Mark has also contributed significantly to investigating the impacts and environmental pathways of pharmaceuticals that have washed into our rivers and waterways, including benzodiazepines like Valium, which are a more recent environmental concern.
“There are tensions between the great benefits of medicines to humans and the negative impacts that pharmaceuticals can have on other organisms when they enter natural waters. Working with others, I was able to show that, depending on the environmental conditions, sunlight and bacteria could degrade the molecules and efficiently remove the contamination; this was one of the first proposed removal pathways based on complete experimental evidence.”Mark’s interest in nitrogen chemistry and the search for solutions to soil degradation and scarcity has brought him back to land, where he has worked closely with the Eden Project to develop soils constructed from inert waste materials. Through the ERDF-funded FABSOIL and Interreg FCE-funded ReCon Soil projects, Mark and his collaborators have produced soils from suitable waste materials, working to improve their efficiency and nutrient retention, and influence both their deployment and the regulations surrounding their use. His vision for this work is to show that reconstructed soils are a viable option for communities across the world who need to rebuild their soil resources.
“People want to embrace reconstructed soils but we need to understand how they will safely function in the long term, and how their chemistry and biology is regulated. It’s an exciting time because there’s such a focus on the circular economy, reusing materials and the potential of soils for carbon capture.”
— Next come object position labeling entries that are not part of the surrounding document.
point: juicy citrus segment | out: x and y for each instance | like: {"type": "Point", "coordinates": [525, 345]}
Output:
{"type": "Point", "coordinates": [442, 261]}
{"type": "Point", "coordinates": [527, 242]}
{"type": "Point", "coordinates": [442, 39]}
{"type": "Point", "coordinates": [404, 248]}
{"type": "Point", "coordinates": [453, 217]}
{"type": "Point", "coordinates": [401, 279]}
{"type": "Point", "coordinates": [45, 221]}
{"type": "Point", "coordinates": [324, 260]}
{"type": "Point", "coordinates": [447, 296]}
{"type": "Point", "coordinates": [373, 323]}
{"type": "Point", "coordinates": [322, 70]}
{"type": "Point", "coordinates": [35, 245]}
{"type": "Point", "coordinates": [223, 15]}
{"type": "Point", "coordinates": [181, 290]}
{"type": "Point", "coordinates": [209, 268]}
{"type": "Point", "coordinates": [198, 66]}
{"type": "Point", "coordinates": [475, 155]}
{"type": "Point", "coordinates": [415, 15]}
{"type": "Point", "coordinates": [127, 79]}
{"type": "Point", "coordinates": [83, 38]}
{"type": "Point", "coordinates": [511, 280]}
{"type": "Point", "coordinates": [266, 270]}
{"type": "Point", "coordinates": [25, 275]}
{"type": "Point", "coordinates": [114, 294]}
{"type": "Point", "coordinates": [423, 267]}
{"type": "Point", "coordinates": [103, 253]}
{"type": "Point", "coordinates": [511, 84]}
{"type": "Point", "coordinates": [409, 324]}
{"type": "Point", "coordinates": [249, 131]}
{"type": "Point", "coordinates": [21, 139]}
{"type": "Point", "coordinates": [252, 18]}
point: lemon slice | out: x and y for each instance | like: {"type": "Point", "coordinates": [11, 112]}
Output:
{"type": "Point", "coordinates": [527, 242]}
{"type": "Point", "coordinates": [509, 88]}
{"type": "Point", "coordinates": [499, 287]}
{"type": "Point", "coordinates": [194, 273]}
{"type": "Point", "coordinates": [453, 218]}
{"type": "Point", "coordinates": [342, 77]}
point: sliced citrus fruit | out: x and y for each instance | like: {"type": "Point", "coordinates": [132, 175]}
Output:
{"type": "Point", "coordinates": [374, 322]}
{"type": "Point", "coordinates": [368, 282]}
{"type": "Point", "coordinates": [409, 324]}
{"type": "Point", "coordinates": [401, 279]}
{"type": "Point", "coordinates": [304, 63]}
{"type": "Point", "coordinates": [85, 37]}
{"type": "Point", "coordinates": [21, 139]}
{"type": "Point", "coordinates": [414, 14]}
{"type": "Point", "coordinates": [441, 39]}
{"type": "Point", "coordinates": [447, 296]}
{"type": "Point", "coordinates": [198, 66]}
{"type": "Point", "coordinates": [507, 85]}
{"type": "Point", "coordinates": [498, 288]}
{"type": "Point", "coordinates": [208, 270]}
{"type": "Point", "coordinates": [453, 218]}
Underpinning Mark’s career is a motivation to go where his expertise is needed, whether developing analytical methods, supporting early career researchers, or moving metaphorical mountains to empower his students in gaining relevant experience.
I enjoy research that has a purpose and also seeing the next generation of scientists learn and progress in their careers. For me, rather than ask why something should be done, I ask – why not?